Basic Usage#

Using quivr starts with writing some classes which describe the data you’re working with. You write a Table definition using quivr’s Column and Attribute types to describe the data.

Here’s an example, a basic table of X-Y-Z positions:

import quivr as qv

class Positions(qv.Table):
    x = qv.Float64Column()
    y = qv.Float64Column()
    z = qv.Float64Column()

This describes a table with three columns, each holding 64-bit floating point values.

We can construct an instance of this with Python values using Table.from_kwargs:

positions = Positions.from_kwargs(
    x=[1, 2, 3, 4],
    y=[5, 6, 7, 8],
    z=[9, 10, 11, 12],
)
print(positions)
# Positions(size=4)

The positions instance in this case holds three Arrow Arrays of data, each of length 4. You can access them by their field names as defined on the Positions class:

print(positions.x)
# [
#   1,
#   2,
#   3,
#   4
# ]

Arrow Arrays have an extensive API which supports rich computation. Here are a few examples:

# Convert to a Numpy array and use Numpy methods:
print(positions.x.to_numpy().min())
# 1.0

# Use pyarrow.compute:
import pyarrow.compute as pc
print(pc.min(positions.y))
# 5.0

# Multiply one array by another, element-wise
print(pc.multiply(positions.x, positions.y))
# [
#   5,
#   12,
#   21,
#   32
# ]

Many other constructors are available as well to make an instance from pandas DataFrames, Apache Parquet files, and other input sources.

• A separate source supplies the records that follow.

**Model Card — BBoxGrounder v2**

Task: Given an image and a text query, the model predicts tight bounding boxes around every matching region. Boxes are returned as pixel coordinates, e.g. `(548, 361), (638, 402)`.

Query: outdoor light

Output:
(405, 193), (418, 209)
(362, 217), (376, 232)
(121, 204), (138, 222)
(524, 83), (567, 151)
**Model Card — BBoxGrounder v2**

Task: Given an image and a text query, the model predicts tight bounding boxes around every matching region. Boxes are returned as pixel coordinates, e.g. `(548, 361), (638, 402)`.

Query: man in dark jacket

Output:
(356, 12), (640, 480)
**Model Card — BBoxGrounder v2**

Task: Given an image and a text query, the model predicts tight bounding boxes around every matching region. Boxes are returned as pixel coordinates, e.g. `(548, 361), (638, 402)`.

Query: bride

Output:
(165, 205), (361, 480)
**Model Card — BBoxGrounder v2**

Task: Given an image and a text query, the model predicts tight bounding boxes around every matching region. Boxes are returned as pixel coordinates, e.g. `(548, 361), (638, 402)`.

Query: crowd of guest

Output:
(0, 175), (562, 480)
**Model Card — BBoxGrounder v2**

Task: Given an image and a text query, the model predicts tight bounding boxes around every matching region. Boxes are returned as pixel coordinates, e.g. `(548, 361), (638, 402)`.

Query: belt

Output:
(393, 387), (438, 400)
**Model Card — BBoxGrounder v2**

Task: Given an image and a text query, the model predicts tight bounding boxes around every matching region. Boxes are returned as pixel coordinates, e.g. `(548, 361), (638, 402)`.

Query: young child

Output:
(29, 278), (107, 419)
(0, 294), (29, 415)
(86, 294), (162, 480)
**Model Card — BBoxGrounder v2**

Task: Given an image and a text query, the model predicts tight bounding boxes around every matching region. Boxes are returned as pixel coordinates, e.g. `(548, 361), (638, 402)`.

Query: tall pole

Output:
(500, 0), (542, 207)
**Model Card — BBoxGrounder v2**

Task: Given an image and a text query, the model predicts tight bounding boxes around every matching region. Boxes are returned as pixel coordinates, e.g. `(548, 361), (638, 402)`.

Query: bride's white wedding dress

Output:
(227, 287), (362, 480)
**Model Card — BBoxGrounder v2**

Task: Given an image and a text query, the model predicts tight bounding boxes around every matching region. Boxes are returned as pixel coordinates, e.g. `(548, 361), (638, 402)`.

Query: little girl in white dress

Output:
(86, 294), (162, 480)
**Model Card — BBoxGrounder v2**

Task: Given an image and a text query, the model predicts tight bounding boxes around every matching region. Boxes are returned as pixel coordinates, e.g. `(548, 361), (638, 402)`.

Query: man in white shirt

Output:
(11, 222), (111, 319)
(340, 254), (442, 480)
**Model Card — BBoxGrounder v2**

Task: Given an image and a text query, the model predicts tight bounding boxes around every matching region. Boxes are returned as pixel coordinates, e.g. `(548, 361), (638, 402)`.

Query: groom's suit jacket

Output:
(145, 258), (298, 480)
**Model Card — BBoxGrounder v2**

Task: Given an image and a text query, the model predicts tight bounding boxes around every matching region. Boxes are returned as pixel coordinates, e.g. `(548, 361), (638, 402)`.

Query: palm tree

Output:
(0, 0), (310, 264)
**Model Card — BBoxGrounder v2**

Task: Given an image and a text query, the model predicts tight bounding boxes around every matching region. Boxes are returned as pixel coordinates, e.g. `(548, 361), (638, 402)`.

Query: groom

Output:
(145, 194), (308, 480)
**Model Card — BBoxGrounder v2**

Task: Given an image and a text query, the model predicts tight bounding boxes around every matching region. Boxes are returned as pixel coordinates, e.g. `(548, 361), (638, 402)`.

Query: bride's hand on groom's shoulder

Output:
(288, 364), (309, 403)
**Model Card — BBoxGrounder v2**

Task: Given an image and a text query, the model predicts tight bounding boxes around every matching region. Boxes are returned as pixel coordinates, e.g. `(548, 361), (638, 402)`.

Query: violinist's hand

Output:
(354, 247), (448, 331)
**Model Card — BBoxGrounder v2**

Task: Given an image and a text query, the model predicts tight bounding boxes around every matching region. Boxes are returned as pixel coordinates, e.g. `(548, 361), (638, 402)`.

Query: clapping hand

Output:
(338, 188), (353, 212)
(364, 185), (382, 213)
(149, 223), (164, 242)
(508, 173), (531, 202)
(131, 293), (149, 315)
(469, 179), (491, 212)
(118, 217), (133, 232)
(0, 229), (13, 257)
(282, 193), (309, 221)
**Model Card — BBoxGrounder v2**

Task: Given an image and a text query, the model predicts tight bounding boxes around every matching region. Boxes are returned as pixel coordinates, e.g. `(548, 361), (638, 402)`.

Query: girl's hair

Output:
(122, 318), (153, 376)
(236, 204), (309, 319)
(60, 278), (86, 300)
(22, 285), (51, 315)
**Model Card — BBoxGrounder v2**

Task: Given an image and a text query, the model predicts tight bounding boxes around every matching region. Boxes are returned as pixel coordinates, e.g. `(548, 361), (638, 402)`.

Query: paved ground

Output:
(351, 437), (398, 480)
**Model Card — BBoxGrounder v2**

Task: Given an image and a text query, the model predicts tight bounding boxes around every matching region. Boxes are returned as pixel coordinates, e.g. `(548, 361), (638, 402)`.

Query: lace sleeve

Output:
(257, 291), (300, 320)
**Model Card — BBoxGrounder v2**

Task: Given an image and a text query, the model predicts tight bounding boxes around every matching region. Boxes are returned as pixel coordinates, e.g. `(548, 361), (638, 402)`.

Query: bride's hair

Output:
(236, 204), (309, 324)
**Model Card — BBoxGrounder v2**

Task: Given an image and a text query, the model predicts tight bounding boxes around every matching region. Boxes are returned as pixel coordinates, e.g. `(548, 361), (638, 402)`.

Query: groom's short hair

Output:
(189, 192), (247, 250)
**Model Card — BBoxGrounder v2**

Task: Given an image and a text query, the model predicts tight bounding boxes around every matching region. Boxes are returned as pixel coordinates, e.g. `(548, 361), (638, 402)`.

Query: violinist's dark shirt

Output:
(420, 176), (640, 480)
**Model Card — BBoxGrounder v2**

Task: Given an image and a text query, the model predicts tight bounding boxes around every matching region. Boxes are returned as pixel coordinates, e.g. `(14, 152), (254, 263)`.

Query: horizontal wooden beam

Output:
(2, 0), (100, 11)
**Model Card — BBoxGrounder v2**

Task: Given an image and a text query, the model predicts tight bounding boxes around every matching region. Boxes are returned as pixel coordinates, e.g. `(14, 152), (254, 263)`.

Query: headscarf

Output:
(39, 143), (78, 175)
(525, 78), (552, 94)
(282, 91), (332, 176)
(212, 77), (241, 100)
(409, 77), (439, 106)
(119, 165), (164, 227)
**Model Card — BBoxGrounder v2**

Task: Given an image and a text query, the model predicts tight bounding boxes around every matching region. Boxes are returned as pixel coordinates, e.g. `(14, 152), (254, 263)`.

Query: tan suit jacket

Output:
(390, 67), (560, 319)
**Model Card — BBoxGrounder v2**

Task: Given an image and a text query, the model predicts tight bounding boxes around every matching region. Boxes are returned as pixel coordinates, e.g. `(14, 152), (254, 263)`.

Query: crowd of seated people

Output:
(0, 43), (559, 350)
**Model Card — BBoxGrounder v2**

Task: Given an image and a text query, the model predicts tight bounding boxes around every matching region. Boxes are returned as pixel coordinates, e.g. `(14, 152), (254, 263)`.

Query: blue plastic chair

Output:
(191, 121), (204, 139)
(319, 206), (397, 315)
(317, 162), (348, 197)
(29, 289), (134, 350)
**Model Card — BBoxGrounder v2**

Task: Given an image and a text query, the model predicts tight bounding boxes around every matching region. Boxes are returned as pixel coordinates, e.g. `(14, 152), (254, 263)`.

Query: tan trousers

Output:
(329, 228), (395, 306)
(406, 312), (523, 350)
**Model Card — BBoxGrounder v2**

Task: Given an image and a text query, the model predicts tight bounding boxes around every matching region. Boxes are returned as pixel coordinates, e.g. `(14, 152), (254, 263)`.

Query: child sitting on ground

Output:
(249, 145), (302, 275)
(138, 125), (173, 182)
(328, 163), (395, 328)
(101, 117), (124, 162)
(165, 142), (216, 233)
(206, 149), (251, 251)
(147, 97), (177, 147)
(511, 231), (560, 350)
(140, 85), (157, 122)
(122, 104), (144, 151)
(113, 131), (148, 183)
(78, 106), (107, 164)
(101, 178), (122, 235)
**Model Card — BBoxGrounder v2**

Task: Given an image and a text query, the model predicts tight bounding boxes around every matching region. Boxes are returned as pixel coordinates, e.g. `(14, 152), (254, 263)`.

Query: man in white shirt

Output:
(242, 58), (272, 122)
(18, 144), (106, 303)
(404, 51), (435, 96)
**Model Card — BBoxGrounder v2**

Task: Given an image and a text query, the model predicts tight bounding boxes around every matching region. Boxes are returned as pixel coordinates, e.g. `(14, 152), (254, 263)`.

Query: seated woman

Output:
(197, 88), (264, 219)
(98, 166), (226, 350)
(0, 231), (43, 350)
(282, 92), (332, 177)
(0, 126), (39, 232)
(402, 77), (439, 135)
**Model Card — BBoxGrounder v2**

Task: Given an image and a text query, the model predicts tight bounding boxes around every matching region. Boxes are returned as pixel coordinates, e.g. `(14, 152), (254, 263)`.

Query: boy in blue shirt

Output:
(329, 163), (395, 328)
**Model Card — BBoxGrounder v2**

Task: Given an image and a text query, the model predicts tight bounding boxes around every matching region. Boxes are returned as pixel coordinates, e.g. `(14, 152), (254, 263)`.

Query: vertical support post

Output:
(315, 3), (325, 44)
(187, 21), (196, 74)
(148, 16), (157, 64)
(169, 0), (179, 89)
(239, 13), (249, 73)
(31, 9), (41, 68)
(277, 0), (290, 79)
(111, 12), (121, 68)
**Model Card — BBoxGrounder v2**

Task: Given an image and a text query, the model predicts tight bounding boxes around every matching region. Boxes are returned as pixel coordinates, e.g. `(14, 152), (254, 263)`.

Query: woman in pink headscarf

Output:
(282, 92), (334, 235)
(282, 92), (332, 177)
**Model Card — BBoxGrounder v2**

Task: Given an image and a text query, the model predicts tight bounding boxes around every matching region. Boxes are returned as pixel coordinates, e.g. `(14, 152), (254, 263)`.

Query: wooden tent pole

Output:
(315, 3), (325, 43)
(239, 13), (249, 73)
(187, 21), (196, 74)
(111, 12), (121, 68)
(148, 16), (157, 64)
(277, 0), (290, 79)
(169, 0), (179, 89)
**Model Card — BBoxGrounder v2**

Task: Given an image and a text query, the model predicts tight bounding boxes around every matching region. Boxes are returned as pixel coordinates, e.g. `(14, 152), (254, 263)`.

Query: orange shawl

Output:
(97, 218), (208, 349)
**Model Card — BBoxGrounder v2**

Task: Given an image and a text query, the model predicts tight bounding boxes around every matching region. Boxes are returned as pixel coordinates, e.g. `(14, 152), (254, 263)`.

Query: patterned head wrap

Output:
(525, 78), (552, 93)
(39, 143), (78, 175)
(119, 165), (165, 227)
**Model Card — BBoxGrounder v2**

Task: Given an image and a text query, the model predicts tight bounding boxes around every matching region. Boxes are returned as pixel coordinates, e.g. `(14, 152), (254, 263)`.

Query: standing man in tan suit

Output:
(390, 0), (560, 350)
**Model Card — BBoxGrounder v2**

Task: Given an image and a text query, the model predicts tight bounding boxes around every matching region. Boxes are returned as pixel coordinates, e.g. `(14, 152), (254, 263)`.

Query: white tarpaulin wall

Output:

Attaching methods to encapsulate logic#

If you’re familiar with Numpy or Pandas, you have probably written lots of functions for encapsulating logic. For example, let’s say you want to compute distances from these position values - that is, you want to compute sqrt(x**2 + y**2 + z**2).

With a Pandas DataFrame, you might have written it this way:

def distances(position_df: pd.DataFrame) -> pd.Series:
    return (
        position_df["x"] * position_df["x"]
        + position_df["y"] * position_df["y"]
        + position_df["z"] * position_df["z"]
    ).sqrt()

This code works, but it’s tricky. The caller needs to have a dataframe with the correct columns, correctly typed, and tehre is nothing in the function signature that explains this. It’s easy to pass in a malformed DataFrame.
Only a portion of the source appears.